Croire en un Dieu qui n’existe pas

C’est un livre auquel je reviens souvent. J’y ai fait allusion dans plusieurs billets. C’est une des pièces maîtresses de ma bibliothèque. Pas parce que tout y est juste et vrai. D’abord, parce que sa première lecture fut une libération pour moi à une époque où j’étais dans une impasse : les textes bibliques renfermaient une richesse certaine, mais à laquelle je ne pouvais plus avoir accès puisque j’avais rejeté la foi évangélique telle qu’on me l’avait transmise ainsi que plus généralement l’idée de tout dogme : je ne pouvais plus lire la Bible de manière littérale. Tout dans cette posture me semblait être aberrant. Ensuite parce que chaque relecture m’ouvre de nouvelles portes de réflexions. Malheureusement, lorsque je parle de cet ouvrage, la plupart des personnes ne comprennent pas. Je les comprends. Pas évident de se dire qu’un homme arrive à concilier le fait qu’il soit croyant, chrétien et athée simultanément. Pas évident de saisir la portée de la parole d’une personne qui se dit croire en un Dieu qui n’existe pas. Qui prétend croire en Dieu, sans croire en son existence.
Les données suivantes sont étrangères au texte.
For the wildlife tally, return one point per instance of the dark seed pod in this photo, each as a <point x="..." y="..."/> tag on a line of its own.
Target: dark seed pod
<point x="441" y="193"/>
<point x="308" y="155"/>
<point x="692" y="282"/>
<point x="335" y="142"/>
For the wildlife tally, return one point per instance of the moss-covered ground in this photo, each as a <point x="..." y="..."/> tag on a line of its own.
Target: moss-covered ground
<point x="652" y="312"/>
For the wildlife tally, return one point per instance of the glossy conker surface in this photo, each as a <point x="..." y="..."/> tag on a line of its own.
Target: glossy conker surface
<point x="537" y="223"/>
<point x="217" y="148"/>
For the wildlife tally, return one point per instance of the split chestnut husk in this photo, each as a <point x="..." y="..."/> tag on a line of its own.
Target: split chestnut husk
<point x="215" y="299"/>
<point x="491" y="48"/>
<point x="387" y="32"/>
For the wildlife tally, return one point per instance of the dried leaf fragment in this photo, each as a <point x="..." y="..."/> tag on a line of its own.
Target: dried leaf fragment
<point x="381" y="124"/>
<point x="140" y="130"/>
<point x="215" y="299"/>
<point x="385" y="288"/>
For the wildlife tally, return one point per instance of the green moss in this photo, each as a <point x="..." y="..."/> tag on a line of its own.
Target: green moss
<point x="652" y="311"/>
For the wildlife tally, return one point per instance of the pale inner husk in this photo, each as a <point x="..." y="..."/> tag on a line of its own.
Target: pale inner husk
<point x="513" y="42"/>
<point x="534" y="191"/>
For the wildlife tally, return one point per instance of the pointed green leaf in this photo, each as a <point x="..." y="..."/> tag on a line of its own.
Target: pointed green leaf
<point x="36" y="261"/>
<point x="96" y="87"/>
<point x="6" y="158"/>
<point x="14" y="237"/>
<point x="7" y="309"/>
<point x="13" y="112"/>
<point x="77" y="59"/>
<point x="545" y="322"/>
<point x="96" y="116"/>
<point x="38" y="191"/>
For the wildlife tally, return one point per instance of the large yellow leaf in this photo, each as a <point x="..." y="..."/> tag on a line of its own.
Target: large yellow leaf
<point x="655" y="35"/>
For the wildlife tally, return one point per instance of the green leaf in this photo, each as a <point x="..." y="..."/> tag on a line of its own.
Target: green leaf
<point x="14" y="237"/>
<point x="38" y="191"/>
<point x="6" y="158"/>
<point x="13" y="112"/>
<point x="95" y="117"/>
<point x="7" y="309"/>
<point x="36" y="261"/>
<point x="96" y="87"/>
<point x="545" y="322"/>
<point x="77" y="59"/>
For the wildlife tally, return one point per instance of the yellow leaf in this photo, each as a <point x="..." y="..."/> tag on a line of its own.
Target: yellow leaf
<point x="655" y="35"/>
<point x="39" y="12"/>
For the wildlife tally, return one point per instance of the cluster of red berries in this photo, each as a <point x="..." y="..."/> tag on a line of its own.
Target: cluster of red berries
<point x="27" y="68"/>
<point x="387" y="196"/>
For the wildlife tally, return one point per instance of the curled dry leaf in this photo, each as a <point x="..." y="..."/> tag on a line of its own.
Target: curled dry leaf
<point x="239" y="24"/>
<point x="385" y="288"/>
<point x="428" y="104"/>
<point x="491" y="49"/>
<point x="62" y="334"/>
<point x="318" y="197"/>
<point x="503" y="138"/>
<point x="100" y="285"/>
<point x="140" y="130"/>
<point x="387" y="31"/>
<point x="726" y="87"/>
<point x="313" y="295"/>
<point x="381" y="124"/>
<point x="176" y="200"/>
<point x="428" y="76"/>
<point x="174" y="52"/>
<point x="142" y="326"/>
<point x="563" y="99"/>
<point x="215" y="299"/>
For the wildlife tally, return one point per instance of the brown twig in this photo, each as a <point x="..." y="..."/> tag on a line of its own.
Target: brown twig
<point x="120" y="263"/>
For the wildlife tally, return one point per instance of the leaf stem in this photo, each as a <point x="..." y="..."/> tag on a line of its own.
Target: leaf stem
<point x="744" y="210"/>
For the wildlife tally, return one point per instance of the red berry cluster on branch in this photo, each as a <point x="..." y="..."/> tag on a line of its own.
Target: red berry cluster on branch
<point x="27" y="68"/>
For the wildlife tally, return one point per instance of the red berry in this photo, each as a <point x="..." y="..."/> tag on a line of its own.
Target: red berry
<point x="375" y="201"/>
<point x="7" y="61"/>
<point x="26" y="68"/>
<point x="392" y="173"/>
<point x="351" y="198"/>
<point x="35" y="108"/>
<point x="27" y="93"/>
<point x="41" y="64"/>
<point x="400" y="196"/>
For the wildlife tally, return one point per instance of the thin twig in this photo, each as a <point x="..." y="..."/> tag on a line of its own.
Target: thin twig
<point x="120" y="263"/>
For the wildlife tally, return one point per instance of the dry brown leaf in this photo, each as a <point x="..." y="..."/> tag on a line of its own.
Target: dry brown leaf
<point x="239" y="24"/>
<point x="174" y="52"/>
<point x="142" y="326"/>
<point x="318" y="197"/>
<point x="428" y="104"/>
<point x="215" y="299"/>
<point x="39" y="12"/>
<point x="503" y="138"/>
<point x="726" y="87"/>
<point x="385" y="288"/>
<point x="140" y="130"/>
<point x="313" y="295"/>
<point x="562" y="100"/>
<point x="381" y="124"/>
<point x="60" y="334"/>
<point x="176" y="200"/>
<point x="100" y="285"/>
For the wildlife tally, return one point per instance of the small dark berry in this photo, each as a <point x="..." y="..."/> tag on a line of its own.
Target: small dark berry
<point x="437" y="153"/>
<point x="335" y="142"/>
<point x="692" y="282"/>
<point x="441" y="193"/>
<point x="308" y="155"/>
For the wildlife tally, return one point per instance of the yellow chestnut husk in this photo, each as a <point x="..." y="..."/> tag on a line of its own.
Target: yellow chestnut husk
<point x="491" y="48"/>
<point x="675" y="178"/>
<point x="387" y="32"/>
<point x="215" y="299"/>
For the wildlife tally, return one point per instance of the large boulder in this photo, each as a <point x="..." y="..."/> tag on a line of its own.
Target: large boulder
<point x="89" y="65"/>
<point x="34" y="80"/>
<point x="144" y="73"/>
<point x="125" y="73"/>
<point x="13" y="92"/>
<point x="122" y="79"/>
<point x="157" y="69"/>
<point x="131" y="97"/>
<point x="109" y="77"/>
Dans ce retour de lecture, je ne m’attarderai pas trop sur le parcours ayant amené l’auteur là où il en est, ni sur la manière dont il arrive à concilier sa foi particulière avec une fonction ecclésiale dans une institution qui professe l’existence de Dieu. Pour cela, je vous renvoie à l’ouvrage, toujours disponible chez l’éditeur. Je ne m’attarderai pas non plus sur les réserves que j’ai vis-à-vis de l’auteur, car elles ne concernent pas son propos sur la foi, mais sa critique de l’athéisme militant et sa vision de l’agnosticisme, que je ne partage absolument pas. Or ce qui m’intéresse ici, ce sont les idées pour lesquelles je reviens fréquemment à ce livre. Ce n’est donc pas un retour exhaustif, mais plutôt le partage de fulgurances que je trouve fertiles.

L’existence et la croyance

Je ne crois pas en l’existence de Dieu. En revanche, je crois en Dieu. (p.29)

Pas besoin de croire que Dieu existe pour croire en Dieu. Voilà la base à saisir pour aller plus loin dans la pensée de Klaas Hendrikse. En effet, ce pasteur se présente comme athée. Il l’affirme d’un bout à l’autre du livre : pour lui, Dieu n’existe pas. Le Dieu unique auquel les chrétiens croient est un dévoiement de la portée symbolique des textes. Pour autant, si Dieu n’existe pas, il assure croire en Dieu. Non pas dans le Dieu dont les institutions religieuses professent l’existence, mais dans ce que la Bible appelle Dieu. Qui, selon lui, n’est pas une personne, mais une expérience. Il se réfère donc directement au texte, et évacue la tradition ecclésiale de son discours sur Dieu : « J’accorde davantage de valeur à la tradition biblique qu’à celle de l’Église (p. 28) » et « un athée ne croit pas en ce que l’Église a fait de Dieu » (p. 47).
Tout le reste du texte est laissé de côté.